New preliminary study demonstrates spermidine maintains autophagy in T cells and may improve vaccine protection in older adults.
Spermidine, a polyamine that boosts the removal of cellular debris in immune cells, and which is available as a supplement, may increase the protective effects of vaccines in older adults, a preliminary study published today in eLife shows. Spermidine was was first isolated from semen, which explains its name.
Longevity.Technology: Spermidine is important for cell growth and maintaining genetic stability and increased spermidine levels have been found to lessen the risk of cardiovascular diseases and the likelihood of developing cancer. However, spermidine levels in the body decrease as we age. This new study indicates that spermidine could have another Longevity benefit, maintaining autophagy, a vital homeostatic process, while also making vaccines more effective.

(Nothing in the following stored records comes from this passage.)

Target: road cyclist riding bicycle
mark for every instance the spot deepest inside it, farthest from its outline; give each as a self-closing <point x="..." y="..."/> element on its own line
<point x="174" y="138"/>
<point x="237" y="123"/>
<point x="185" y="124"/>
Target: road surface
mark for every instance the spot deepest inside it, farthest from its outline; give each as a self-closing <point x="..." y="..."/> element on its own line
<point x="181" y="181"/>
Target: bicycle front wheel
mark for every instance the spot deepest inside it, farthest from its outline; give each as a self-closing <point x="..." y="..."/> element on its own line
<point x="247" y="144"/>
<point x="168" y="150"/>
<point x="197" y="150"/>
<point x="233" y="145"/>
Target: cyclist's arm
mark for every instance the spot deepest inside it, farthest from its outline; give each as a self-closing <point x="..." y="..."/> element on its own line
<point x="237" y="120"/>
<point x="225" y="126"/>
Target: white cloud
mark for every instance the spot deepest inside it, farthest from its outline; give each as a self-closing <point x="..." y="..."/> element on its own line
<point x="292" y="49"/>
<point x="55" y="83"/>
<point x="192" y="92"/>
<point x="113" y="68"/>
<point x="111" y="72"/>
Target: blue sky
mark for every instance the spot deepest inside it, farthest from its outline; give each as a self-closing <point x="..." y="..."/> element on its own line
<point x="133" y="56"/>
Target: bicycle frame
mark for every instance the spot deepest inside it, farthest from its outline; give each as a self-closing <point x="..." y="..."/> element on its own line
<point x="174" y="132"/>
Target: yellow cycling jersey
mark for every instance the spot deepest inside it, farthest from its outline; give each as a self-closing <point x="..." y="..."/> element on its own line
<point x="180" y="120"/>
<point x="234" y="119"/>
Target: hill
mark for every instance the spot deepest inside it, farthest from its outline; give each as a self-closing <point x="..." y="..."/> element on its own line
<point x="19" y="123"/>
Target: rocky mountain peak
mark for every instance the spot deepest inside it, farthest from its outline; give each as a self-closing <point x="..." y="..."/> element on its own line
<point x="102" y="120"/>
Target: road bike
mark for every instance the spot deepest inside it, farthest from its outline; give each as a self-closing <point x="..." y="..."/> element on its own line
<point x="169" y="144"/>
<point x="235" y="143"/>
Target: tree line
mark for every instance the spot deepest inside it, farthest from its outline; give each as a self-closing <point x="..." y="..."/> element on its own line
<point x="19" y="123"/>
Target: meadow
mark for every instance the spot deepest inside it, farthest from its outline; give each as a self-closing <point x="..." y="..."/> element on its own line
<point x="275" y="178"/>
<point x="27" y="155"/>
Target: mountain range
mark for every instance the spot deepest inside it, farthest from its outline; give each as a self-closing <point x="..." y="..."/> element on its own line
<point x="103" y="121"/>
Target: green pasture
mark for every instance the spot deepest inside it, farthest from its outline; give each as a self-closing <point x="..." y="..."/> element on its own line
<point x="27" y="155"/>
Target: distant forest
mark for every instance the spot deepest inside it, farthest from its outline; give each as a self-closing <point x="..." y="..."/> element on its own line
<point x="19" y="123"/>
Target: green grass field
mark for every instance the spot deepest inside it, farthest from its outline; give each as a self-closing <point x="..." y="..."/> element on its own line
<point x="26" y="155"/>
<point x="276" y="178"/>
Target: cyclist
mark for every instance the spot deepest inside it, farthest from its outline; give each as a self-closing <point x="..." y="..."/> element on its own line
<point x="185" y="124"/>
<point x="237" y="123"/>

Spermidine has previously been linked with autophagy [1], a cytoprotective process that clears cellular damage, recycles important molecules and balances sources of energy at critical times in development. Linked to nutrient stress, autophagy plays a key role in in the mechanism that extends lifespan through calorie restriction.
The results from the new study show that spermidine’s role in maintaining autophagy in T cells may further immunity research and lead to new approaches to protect older individuals from viruses such as the one causing the current COVID-19 pandemic and influenza.

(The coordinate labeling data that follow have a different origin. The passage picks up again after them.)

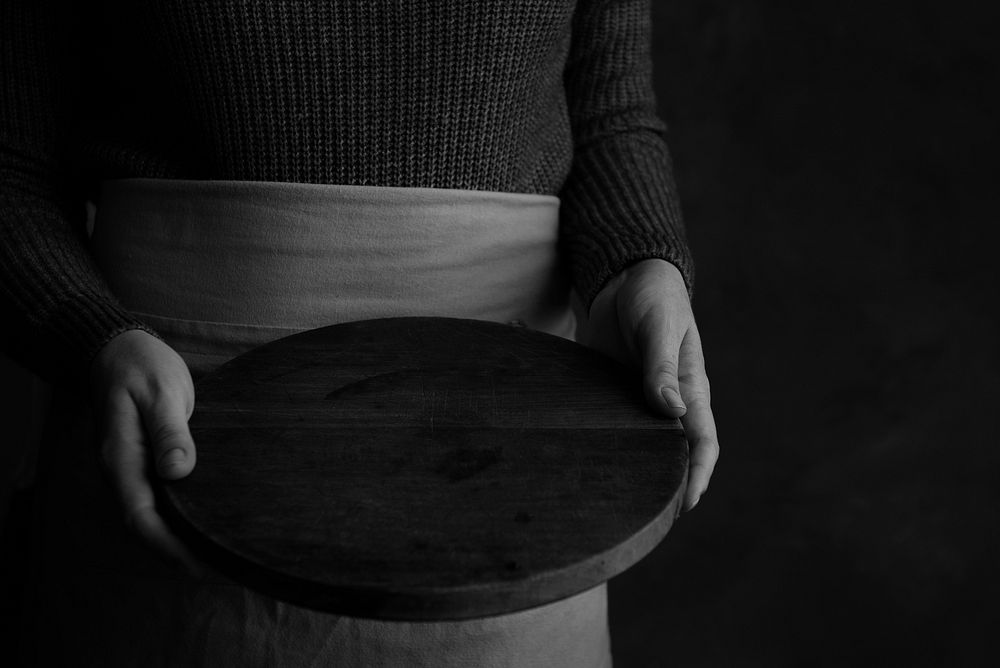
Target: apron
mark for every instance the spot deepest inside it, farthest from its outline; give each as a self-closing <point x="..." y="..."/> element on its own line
<point x="218" y="268"/>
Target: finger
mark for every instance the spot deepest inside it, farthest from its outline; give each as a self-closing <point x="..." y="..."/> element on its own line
<point x="657" y="342"/>
<point x="699" y="421"/>
<point x="144" y="521"/>
<point x="165" y="416"/>
<point x="125" y="460"/>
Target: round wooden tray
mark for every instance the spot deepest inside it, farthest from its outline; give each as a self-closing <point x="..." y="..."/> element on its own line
<point x="426" y="468"/>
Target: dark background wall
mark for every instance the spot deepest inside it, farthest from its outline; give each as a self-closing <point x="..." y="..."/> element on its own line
<point x="836" y="163"/>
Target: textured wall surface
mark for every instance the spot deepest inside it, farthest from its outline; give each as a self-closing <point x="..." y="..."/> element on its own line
<point x="836" y="162"/>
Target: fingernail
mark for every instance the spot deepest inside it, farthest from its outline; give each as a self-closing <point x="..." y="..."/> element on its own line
<point x="671" y="397"/>
<point x="172" y="458"/>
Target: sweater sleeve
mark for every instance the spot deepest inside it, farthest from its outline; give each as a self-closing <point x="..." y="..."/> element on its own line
<point x="619" y="203"/>
<point x="57" y="311"/>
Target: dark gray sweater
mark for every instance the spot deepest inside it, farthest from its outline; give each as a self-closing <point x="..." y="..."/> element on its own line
<point x="531" y="96"/>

“Our findings will inform vaccine trials in which autophagy-boosting agents, such as spermidine, are given in a controlled environment to older participants,”
“Older adults are at high risk of being severely affected by infectious diseases, but unfortunately most vaccines in this age group are less efficient than in younger adults,” explains lead author Ghada Alsaleh, a postdoctoral researcher at the Kennedy Institute of Rheumatology, University of Oxford, UK.
Previously, Alsaleh and colleagues showed that immune cells in older mice may become less efficient at autophagy, and this leads to a poorer immune response in the animals. In the current study, they looked at samples from young and old people participating in clinical trials for vaccines against the respiratory syncytial virus and the hepatitis C virus to see if the same event happens in human immune cells called T cells. They found that autophagy increases in T cells from younger people after receiving vaccines, but this response is blunted in older people.
When they examined T cells from the older individuals in the laboratory, the team found that these cells have less of a natural compound called spermidine. Spermidine ramps up autophagy and boosts T-cell function. Supplementing these older immune cells with spermidine in the laboratory restored autophagy to the same levels seen in T cells from younger people. “Our work suggests that boosting autophagy during vaccination may help make vaccines more effective for older people,” Alsaleh says.
A small clinical trial recently tested whether giving spermidine to older adults would improve their cognitive function. As the results were positive, and spermidine did not appear to have any harmful effects, this provides some evidence that it would be safe to test whether spermidine might also be helpful for boosting the immune response of older people to vaccines.
“Our findings will inform vaccine trials in which autophagy-boosting agents, such as spermidine, are given in a controlled environment to older participants,” concludes senior author Anna Katharina Simon, Professor of Immunology at the University of Oxford. “It will be interesting to see whether these agents can enhance vaccination efficiency and help protect older people from viral infections.”